Bruce Power exploite l’une des plus grandes centrales nucléaires au monde, équipée de réacteurs de type Candu (réacteur nucléaire à eau lourde développé spécifique au Canada). En 2022, elle est devenue le premier exploitant de la planète à produire du lutétium-177 dans un réacteur de puissance commercial, c’est-à-dire une centrale qui fabrique de l’électricité et des isotopes en même temps. Une prouesse rendue possible par un système d’irradiation baptisé IPS, glissé au cœur du réacteur numéro 7.

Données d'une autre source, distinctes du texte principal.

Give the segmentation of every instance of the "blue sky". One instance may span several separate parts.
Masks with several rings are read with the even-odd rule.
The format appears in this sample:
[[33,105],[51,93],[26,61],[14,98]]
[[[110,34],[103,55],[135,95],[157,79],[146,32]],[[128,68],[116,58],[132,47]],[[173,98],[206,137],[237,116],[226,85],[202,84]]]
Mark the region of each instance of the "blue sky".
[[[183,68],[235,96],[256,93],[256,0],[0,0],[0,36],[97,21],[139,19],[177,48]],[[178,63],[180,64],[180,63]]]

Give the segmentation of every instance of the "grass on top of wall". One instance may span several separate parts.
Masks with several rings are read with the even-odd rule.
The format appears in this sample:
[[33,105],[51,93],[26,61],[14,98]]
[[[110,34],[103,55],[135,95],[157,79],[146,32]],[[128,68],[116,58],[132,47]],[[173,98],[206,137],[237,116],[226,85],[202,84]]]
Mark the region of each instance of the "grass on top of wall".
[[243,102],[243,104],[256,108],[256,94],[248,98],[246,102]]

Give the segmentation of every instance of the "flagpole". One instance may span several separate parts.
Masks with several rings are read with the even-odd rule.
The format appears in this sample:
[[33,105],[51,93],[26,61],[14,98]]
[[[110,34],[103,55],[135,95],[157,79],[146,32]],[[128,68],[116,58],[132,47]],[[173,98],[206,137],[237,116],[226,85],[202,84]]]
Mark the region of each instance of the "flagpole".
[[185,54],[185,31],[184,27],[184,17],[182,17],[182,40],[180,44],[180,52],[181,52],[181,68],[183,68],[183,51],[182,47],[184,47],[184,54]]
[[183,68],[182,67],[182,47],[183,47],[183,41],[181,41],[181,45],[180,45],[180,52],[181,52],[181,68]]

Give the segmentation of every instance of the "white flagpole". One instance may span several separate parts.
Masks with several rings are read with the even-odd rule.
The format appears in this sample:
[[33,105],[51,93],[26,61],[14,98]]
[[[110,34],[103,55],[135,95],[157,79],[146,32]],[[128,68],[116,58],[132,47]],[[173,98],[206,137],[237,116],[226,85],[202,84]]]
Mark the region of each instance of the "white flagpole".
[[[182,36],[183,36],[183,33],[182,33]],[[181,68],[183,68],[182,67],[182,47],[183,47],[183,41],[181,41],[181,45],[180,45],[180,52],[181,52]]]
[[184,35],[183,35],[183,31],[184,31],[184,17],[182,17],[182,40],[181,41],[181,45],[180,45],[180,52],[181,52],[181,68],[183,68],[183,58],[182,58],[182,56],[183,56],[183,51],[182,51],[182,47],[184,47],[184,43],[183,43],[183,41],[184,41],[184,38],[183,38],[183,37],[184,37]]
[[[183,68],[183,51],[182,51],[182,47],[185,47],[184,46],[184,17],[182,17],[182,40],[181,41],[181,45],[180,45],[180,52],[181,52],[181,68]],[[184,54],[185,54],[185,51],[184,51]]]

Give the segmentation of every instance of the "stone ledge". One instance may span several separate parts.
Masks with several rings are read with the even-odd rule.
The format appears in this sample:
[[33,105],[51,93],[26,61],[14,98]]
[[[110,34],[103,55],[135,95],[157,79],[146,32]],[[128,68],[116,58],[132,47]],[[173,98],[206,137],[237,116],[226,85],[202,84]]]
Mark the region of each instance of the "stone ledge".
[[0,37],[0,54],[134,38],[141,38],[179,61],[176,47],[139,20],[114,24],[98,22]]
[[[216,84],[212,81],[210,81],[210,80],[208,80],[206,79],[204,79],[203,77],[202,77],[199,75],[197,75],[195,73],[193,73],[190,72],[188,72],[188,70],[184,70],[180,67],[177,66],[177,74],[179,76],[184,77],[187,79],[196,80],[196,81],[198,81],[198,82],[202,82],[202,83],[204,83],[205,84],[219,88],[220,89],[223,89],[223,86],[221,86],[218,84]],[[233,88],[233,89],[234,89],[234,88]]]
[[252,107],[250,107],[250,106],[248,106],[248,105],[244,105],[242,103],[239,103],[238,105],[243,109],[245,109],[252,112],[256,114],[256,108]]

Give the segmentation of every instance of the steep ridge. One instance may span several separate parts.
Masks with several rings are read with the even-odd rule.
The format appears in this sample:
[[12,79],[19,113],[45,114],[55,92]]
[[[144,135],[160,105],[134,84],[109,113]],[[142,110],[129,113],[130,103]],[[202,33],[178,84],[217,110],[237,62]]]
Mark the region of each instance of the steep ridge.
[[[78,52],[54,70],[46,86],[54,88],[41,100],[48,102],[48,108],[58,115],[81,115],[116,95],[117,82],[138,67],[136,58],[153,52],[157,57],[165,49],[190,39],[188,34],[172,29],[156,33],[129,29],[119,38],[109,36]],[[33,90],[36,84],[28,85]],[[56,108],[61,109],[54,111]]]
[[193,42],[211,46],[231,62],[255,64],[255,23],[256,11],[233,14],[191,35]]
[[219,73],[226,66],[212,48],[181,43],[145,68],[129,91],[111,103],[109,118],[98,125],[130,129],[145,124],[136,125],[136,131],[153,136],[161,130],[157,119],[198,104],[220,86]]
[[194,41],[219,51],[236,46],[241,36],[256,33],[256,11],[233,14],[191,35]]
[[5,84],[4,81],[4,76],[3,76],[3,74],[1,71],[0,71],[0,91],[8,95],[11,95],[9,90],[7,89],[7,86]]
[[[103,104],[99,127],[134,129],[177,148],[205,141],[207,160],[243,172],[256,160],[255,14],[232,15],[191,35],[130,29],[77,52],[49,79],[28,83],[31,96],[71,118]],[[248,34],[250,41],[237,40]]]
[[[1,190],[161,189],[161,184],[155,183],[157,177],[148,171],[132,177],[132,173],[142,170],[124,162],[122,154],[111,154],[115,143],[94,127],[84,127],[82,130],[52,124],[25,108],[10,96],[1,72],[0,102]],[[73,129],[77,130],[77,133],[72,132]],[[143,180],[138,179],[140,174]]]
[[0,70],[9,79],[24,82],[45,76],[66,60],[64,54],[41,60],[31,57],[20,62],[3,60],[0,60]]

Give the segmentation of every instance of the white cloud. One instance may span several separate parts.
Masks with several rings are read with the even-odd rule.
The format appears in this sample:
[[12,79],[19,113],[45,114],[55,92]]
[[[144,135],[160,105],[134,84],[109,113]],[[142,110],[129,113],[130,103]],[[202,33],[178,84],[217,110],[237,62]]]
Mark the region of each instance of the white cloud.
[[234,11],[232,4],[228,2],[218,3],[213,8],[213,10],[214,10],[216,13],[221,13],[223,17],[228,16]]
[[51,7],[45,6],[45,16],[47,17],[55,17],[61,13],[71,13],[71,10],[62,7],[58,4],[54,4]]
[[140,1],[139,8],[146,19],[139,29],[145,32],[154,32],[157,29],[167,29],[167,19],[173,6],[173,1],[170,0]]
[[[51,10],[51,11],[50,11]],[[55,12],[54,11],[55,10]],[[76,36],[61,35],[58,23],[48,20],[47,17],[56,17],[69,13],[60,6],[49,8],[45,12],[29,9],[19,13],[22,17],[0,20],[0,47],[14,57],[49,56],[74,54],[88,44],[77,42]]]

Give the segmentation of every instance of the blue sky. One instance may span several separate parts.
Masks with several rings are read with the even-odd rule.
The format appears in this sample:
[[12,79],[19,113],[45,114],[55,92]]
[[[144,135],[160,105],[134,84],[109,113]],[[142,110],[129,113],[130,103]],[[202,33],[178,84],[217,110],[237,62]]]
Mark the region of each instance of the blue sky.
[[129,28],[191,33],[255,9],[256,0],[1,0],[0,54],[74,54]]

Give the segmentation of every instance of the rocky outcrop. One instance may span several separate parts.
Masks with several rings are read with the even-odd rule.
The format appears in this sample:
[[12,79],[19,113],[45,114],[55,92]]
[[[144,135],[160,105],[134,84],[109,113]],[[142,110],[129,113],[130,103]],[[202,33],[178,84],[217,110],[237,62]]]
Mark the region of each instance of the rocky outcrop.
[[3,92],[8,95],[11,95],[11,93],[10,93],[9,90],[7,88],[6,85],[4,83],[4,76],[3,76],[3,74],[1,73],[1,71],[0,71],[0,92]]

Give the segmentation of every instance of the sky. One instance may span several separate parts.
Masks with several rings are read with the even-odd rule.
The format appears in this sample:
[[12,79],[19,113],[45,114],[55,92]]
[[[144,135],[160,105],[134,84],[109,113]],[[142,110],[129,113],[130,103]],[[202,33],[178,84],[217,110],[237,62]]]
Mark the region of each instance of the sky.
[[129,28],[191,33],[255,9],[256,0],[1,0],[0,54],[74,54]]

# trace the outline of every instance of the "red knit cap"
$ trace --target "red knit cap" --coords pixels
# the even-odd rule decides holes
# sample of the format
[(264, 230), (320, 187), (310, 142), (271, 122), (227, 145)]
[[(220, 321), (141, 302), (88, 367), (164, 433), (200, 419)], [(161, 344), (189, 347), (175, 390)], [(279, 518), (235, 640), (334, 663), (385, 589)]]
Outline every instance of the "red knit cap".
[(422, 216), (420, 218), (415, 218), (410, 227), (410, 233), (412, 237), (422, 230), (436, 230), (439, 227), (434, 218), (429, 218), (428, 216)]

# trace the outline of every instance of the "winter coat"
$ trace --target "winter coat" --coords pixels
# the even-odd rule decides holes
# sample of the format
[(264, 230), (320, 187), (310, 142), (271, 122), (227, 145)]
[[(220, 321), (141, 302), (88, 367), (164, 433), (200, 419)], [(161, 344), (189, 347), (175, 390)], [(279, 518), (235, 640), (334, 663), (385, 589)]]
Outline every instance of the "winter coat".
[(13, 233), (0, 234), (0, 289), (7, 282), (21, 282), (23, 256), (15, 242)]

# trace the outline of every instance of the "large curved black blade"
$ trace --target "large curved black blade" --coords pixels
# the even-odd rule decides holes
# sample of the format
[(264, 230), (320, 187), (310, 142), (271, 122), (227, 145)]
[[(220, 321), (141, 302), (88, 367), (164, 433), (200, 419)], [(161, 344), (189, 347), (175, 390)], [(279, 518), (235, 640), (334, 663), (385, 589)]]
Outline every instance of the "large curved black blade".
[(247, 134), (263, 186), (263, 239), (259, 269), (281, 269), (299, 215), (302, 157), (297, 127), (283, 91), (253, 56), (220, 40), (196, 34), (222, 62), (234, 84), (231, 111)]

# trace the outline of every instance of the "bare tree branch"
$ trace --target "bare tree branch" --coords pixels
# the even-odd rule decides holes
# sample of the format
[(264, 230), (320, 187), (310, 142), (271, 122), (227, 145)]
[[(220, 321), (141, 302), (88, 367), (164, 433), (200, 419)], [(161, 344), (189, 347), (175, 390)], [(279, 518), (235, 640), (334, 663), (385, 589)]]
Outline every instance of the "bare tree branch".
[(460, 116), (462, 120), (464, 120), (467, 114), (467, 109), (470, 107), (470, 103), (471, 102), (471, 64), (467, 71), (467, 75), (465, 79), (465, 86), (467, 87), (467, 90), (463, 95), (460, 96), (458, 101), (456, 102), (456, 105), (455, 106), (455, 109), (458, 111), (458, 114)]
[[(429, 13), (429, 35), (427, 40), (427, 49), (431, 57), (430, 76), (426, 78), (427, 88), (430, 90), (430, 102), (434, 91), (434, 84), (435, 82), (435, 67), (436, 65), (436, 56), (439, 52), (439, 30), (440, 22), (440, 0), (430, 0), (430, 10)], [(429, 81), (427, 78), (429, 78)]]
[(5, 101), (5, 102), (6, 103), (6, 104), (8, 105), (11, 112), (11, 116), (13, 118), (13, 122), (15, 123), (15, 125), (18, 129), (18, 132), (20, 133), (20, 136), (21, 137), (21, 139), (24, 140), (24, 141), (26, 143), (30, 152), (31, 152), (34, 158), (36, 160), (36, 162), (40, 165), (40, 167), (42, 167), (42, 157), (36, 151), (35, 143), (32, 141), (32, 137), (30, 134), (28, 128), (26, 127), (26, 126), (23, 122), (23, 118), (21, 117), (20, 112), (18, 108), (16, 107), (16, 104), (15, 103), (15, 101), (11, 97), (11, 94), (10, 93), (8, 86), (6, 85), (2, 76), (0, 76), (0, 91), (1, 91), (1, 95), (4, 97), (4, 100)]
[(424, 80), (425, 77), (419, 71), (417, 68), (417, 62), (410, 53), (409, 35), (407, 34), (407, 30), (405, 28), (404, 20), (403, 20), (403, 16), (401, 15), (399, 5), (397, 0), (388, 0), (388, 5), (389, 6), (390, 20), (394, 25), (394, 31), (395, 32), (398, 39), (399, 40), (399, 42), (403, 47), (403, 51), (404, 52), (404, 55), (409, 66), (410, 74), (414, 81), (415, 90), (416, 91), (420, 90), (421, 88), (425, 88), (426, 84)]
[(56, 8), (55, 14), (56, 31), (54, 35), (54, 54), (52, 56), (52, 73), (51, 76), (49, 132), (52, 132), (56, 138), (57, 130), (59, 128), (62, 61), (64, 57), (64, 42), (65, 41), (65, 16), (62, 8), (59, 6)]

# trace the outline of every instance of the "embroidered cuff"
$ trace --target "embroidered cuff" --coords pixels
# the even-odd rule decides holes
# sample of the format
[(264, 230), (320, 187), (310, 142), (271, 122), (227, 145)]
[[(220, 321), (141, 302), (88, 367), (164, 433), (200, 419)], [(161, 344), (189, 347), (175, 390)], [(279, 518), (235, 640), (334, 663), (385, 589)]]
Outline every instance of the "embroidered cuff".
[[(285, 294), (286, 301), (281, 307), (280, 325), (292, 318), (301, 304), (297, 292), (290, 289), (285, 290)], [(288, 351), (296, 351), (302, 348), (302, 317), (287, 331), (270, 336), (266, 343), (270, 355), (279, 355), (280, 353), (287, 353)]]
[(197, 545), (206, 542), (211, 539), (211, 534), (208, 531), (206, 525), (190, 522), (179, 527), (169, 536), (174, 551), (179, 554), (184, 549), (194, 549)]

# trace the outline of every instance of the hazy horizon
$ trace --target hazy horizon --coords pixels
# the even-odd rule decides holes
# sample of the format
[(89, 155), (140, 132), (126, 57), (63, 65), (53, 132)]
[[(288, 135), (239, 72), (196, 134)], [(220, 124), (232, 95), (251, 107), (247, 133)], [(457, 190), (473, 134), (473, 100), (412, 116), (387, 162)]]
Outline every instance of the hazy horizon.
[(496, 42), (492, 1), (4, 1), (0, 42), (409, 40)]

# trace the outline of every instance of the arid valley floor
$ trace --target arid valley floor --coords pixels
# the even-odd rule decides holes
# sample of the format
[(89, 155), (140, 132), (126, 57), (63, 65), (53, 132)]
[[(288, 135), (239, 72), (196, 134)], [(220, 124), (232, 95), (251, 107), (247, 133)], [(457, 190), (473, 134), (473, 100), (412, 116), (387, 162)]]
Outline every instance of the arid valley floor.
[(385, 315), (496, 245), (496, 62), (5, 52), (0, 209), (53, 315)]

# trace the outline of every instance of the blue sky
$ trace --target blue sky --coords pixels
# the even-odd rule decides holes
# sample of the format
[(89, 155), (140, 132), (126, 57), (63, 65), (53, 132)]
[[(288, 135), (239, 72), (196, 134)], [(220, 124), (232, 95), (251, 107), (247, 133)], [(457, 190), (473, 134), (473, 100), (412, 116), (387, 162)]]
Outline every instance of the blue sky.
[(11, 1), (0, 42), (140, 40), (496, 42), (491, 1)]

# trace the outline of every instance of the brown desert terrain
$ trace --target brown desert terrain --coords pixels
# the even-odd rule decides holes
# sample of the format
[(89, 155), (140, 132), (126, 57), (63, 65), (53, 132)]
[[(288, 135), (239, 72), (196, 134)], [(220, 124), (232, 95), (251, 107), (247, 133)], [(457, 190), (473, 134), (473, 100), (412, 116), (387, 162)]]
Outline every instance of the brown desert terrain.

Or ce système n’est pas né de nulle part. Il a été conçu et installé par Isogen, une coentreprise détenue par le canadien Kinectrics et par… Framatome. Le groupe français, via sa marque Framatome Healthcare, est donc dans la boucle depuis 2019, et il revendique pleinement cette technologie. La production commerciale a démarré fin 2022, une deuxième ligne a été ajoutée en 2024, et l’autorisation obtenue cette semaine pour la nouvelle cellule blindée vient internaliser sur le site une étape supplémentaire du traitement, jusqu’ici réalisée ailleurs. Moins de transport, moins de délais, plus de sûreté : exactement ce que réclame un isotope qui fond comme neige au soleil.

La chaîne de valeur en résumé :

Étape En quoi ça consiste Le verrou
Irradiation Des cibles d’ytterbium-176 sont placées dans le cœur du réacteur pour devenir du lutétium-177 Accès à un réacteur adapté et disponible (ici Isogen, avec Framatome, chez Bruce Power)
Extraction L’isotope est récupéré, conditionné et sorti du réacteur Manipulation à distance de matières hautement radioactives, d’où les cellules blindées
Traitement pharmaceutique Purification en lutétium-177 de qualité médicale, prêt à être couplé à une molécule Chimie de très haute pureté, maîtrisée par une poignée d’acteurs comme l’allemand ITM
Livraison à l’hôpital Acheminement express vers les centres de soins et injection au patient La demi-vie de 6,7 jours impose une logistique en flux tendu, sans droit à l’erreur

Dans ce circuit, la cellule blindée que Bruce Power vient de faire homologuer se situe à cheval sur l’extraction et le traitement. En rapatriant cette étape sur place, l’exploitant gagne un temps précieux, celui-là même que la demi-vie lui vole sans relâche.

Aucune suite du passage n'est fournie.